6. That apart, assuming that P. W. 1. was in possession of the shop-room in question, the further question arises whether an offence under Section 454 Indian Penal Code has been committed by the accused persons. As seen above, the accused persons went to deliver possession of the shop-room under orders of the Executive Officer of the Puri Municipality. To make out a case of criminal trespass, it is not enough to show that the accused persons merely effected an entry on the property of another, but what is necessary to find out is whether their main intention was to cause annoyance, intimidation or insult. That such annoyance, intimidation or insult may be the necessary consequence of such an act of entry but that is not enough. In a decision reported in AIR 1964 S C 986, Smt. Mathri v. The State of Punjab, in a case of this nature, their Lordships held that it is legitimate to think also that when Section 441 Penal Code speaks of entering on property with intent to commit an offence, or to intimidate, insult or annoy any person in possession of the property it speaks of the main intention in the action and not any subsidiary intention that may also be present.

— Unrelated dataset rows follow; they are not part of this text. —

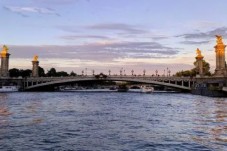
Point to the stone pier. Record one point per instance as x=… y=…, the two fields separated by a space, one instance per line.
x=199 y=62
x=220 y=70
x=4 y=62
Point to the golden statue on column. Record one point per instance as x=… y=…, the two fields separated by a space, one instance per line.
x=4 y=51
x=35 y=58
x=198 y=52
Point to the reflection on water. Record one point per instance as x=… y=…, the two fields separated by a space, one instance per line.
x=112 y=121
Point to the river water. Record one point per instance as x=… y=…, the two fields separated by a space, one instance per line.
x=112 y=121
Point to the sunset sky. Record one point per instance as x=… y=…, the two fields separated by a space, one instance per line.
x=72 y=35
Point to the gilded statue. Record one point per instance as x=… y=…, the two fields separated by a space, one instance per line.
x=198 y=52
x=219 y=39
x=4 y=51
x=35 y=58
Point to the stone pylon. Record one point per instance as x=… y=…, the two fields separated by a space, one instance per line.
x=199 y=62
x=35 y=67
x=5 y=62
x=220 y=57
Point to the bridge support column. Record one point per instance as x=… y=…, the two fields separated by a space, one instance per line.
x=35 y=67
x=199 y=62
x=220 y=70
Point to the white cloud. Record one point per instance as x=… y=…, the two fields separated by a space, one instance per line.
x=28 y=10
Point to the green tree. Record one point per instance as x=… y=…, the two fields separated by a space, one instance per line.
x=72 y=74
x=14 y=72
x=62 y=74
x=194 y=71
x=25 y=73
x=52 y=72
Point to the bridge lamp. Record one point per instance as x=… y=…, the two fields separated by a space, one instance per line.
x=109 y=72
x=169 y=72
x=144 y=72
x=132 y=72
x=156 y=72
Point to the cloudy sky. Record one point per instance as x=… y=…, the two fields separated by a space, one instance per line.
x=74 y=35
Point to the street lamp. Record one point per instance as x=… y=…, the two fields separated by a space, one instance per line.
x=109 y=72
x=169 y=72
x=156 y=72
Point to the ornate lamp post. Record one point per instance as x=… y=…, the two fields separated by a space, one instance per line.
x=121 y=72
x=132 y=72
x=156 y=72
x=169 y=72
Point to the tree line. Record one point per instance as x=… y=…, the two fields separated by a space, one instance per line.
x=194 y=71
x=28 y=73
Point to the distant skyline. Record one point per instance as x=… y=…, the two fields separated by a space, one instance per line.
x=72 y=35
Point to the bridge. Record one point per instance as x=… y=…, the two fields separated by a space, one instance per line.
x=37 y=83
x=200 y=84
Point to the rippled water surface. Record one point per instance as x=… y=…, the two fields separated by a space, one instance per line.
x=112 y=121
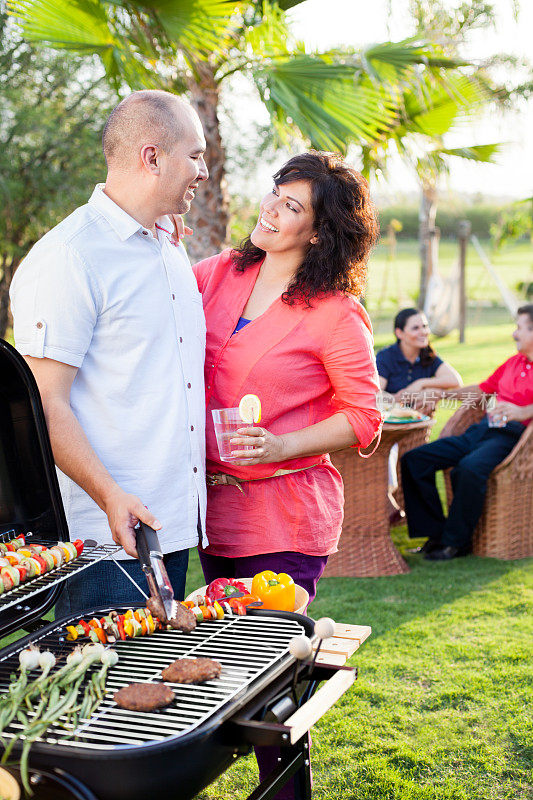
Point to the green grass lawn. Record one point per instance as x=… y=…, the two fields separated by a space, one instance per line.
x=394 y=284
x=442 y=706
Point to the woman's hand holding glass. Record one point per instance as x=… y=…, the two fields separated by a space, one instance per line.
x=268 y=448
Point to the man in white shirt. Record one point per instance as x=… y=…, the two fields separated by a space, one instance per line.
x=108 y=315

In order to establish that the entry on the property was with the intent to annoy, intimidate or insult, it is necessary for the Court to be satisfied that causing such annoyance, intimidation or insult was the aim of the entry and that it is not sufficient for the purpose to show merely that the natural consequence of the entry was likely to be annoyance, intimidation or insult and that this likely consequence was known to the persons entering. Their Lordships further held that where certain persons were armed with warrants of execution for delivery of possession though the date of execution of the warrants had already expired, and it might be that they knew that annoyance would result when they went on the land for taking possession, still it was reasonable to think that the intention which prompted and dominated their action was to execute the warrants. In my opinion, this decision of the Supreme Court fully governs the present case, and it is unnecessary to notice the other decisions cited at the Bar.

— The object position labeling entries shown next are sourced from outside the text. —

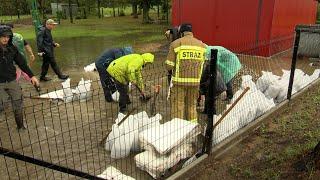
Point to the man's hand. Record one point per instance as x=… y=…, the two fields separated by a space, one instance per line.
x=41 y=54
x=56 y=44
x=31 y=59
x=34 y=81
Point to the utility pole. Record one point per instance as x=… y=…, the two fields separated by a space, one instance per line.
x=70 y=12
x=35 y=15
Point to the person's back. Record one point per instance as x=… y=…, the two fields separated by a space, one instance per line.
x=188 y=61
x=18 y=41
x=186 y=57
x=119 y=68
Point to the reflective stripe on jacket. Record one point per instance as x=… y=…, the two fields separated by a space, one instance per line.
x=186 y=57
x=18 y=41
x=128 y=69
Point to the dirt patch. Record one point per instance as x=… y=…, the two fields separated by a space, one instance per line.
x=279 y=149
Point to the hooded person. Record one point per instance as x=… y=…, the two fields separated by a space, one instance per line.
x=102 y=62
x=128 y=69
x=8 y=84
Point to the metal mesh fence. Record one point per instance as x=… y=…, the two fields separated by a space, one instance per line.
x=82 y=132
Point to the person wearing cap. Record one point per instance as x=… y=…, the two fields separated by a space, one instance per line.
x=128 y=69
x=103 y=62
x=10 y=56
x=46 y=47
x=23 y=46
x=185 y=58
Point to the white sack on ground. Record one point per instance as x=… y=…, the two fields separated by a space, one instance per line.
x=156 y=164
x=315 y=75
x=125 y=137
x=90 y=67
x=247 y=82
x=168 y=135
x=58 y=94
x=111 y=173
x=266 y=80
x=252 y=105
x=82 y=91
x=115 y=96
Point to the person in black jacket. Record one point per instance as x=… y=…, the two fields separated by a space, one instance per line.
x=102 y=64
x=204 y=87
x=46 y=45
x=9 y=55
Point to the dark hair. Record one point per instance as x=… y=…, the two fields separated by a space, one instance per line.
x=185 y=27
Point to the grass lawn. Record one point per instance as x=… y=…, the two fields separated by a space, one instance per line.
x=106 y=27
x=279 y=149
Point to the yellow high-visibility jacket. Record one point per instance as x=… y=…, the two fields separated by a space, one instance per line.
x=186 y=57
x=129 y=68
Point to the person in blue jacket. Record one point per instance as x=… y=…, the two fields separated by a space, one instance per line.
x=102 y=63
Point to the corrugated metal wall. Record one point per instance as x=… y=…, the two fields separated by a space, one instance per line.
x=259 y=27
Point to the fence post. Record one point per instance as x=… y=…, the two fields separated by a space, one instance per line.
x=294 y=61
x=211 y=100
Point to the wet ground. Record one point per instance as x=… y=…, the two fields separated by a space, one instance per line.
x=69 y=134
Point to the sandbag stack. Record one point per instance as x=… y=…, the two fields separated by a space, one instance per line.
x=124 y=137
x=261 y=97
x=165 y=145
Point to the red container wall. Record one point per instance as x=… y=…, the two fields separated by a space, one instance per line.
x=236 y=25
x=288 y=14
x=198 y=13
x=258 y=27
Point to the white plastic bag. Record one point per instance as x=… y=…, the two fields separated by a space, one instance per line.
x=266 y=80
x=115 y=96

7. The accused persons are admittedly employees of the Puri Municipality and they were armed with the order (Ext. C) passed by the Executive Officer wherein they were directed for immediate compliance of the order. The accused persons merely carried out that order, their dominant intention being to execute the warrant and not to cause any annoyance, intimidation or insult to any person. Moreover, we have already seen that the story of possession of the complainant is not supported by any records of the Municipality.

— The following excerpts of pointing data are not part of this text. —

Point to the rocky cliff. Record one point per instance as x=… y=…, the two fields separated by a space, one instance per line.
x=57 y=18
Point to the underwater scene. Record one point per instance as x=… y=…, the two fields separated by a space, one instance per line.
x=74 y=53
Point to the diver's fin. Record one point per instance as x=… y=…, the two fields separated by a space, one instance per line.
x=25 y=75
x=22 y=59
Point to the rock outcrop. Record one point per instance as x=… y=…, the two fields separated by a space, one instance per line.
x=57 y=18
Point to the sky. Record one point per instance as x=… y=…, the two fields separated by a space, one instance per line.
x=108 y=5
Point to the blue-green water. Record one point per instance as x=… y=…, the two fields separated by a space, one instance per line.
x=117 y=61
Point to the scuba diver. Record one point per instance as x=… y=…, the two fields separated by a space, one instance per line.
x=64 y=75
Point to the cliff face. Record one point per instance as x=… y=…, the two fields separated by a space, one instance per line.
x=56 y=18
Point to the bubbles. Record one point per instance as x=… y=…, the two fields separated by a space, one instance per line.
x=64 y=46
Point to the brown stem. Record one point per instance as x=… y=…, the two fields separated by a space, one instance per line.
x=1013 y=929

8. Mr. Kanungo, the learned counsel for the appellant, contended that the action of the Municipality is illegal and high-handed and they are not authorised to evict tenants except through the process of law and the Municipality cannot take the law into their own hands and forcibly dispossess a licencee from the shop premises. That, however, is entirely a different matter. It is open to the complainant to take such other action as may be available to him. But so far as this appeal is concerned, no offence of criminal trespass has been made out against any of the accused in view of the legal position as stated above. The order of acquittal is accordingly maintained and the appeal dismissed.